Part of the reason we have a tendency to do this, I think, is because we overestimate the struggle awaiting us—we assume we’ll need to turn the dial way up in order to make progress at all, and the idea of doing so seems unbearable (or flat out impossible) in our current state.
But you don’t need to cram the misery into a single decade or two. You can spread it out. The thing is, spreading it out over time requires prioritizing it now—even if it’s just “a little every day.”
Comparing these two strategies
Retirement is life’s ultimate financial pass/fail exam.
Some people start paying more attention as they see retirement looming on the horizon—the metaphoric Tuesday before the Friday test—and spend the intermittent days (years) sick with an undercurrent of anxiety, aggressively cutting back on their spending at the exact moment when they’re probably most interested in letting loose, and realizing they may need to work for a lot longer than they realized.
They’re forced to cram a lifetime of financial pain into a few short years.
Compare this with the “spread it out” approach. Rather than struggling to dump 50% of your income into your 401(k) and IRA at the last minute and giving it very little time to compound before you’ll need it, diverting 10% earlier in life (a much smaller sacrifice!) means you’ll likely never need to save more than 10% at a time. This is true even in the years leading up to the big day, when you pull the ripcord and float away from Zoom calls and work alarms forever.
The chart below illustrates the contribution patterns of the two “paths,” one wherein someone saves 10% for all 40 years of their working life, and the other where someone realizes in year 30 (about 10 years before retirement) that they need to kick it into gear. (This assumes two earners who both take home $50,000 per year after taxes in year 1, rising by 3% per year.)

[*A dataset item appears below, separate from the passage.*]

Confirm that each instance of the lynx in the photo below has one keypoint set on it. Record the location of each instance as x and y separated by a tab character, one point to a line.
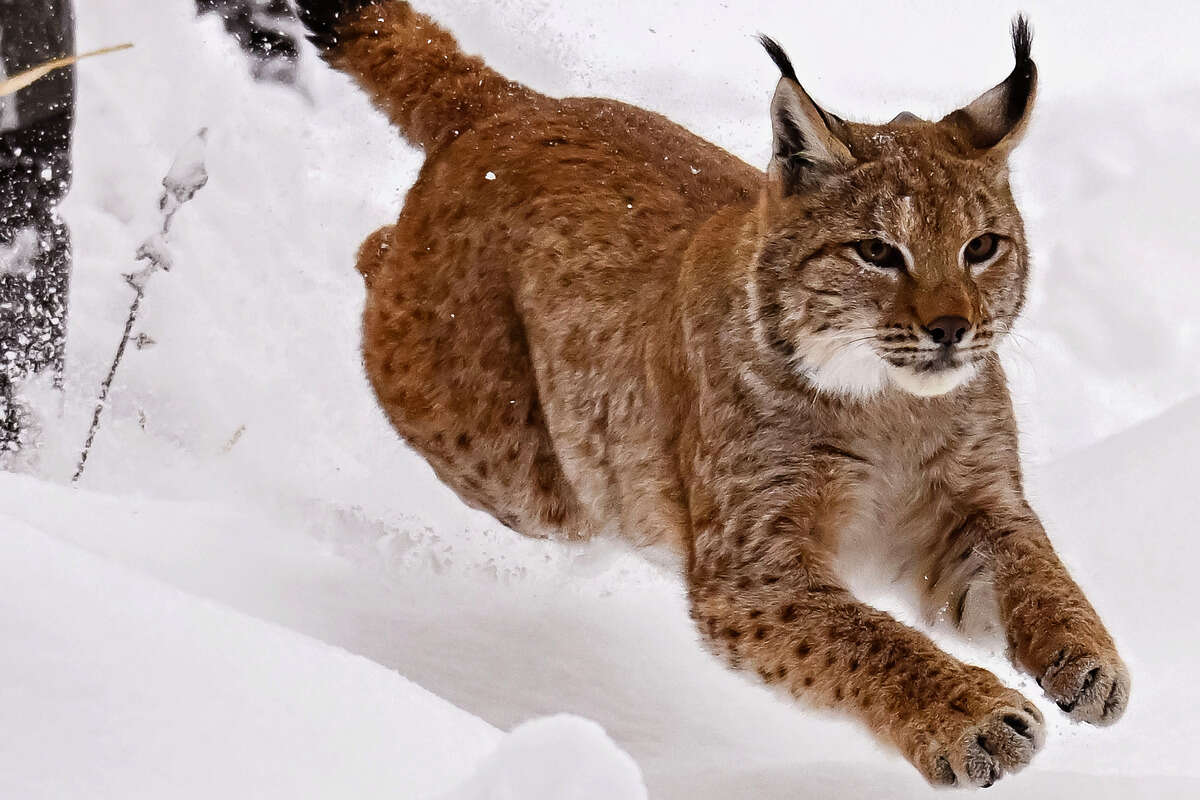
588	318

The person making consistent 10% investment contributions never invests more than $15,800 per year over the 40 years. The “cramming” investor must start investing in year 30 with a $58,000 contribution.
The red investor gets to go balls to the wall with the AmEx for the first 30 years, but notice how similar their spending is for the majority of their working lives, despite how different their last decade looks:
It looks like a negligible difference in spending…until it doesn’t. The blue investor got to spend 90% of their income through all 40 years—whereas the red investor got to spend slightly more until year 30, but then had to drop down to a harsh 50% for the last 10 years.

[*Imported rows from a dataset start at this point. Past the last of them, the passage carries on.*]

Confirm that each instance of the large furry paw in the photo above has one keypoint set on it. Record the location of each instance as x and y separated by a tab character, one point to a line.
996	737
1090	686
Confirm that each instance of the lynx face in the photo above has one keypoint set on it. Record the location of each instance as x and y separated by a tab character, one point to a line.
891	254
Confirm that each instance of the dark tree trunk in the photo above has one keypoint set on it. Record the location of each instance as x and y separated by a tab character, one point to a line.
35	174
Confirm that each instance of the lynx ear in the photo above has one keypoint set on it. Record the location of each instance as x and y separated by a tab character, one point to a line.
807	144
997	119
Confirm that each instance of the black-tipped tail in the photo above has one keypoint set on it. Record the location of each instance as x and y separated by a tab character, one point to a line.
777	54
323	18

And of course, if you’re familiar with how exponential compounding works, you may already know that the 10% investor will skid into year 40 with more money. The chart below illustrates their respective account balances, using an average annualized rate of return of 7% in both cases:
The 10% investor will have almost $1.6 million in today’s purchasing power in year 40; the “cram” investor will have a little over $1.1 million. But with the red investor’s high save rate, they’d catch up to the 10% investor if they worked and saved 50% for an additional six years.

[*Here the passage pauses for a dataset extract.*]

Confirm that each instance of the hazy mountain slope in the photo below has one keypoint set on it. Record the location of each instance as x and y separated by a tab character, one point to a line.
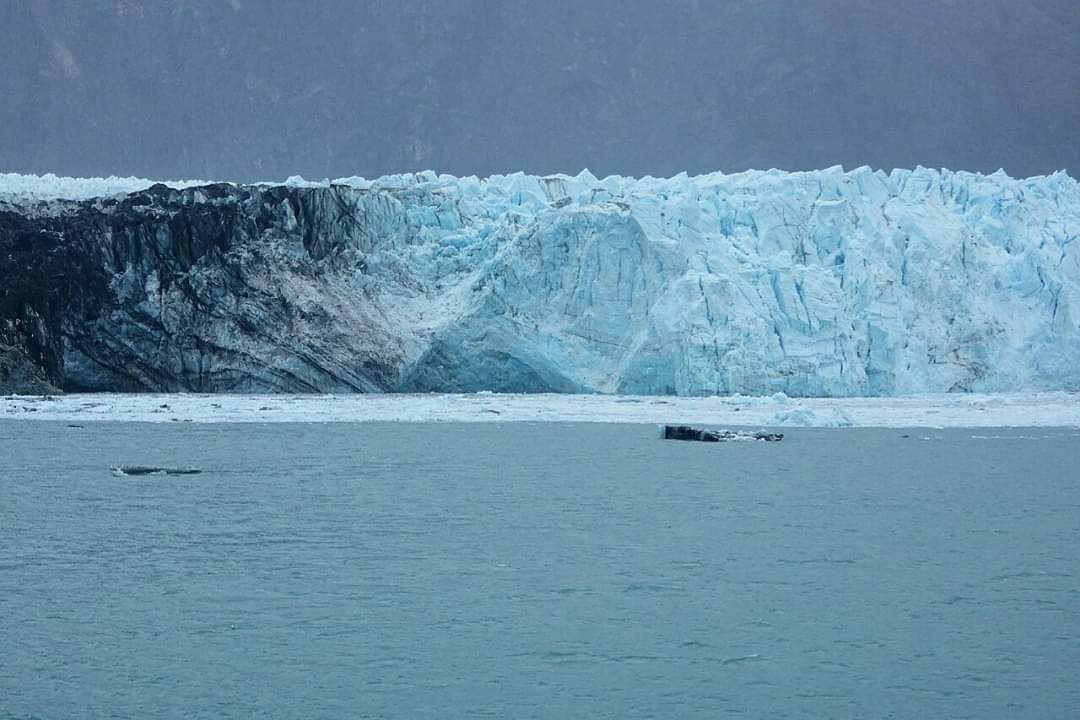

(In order for them to retire with the same amount as the 10% investor at the same time, they’d need to maintain a 70% save rate for the last decade.)
Is it easier to save 10% for 40 years or 70% for 10 years?
If you’re trying to retire early, a 10% savings rate probably won’t cut it (try 15% or 20% if that’s your goal). But if you’re happy to retire on time (which is no small feat!), a lifetime of investing $1 of every $10 you earn—spreading out your sacrifice—will do the job.
And while it depends on how your income changes (and maybe your personality, too), I’d wager that a consistent 10% savings rate is almost always going to be a walk on the treadmill compared to condensing all your sacrifice into one big sprint at the end.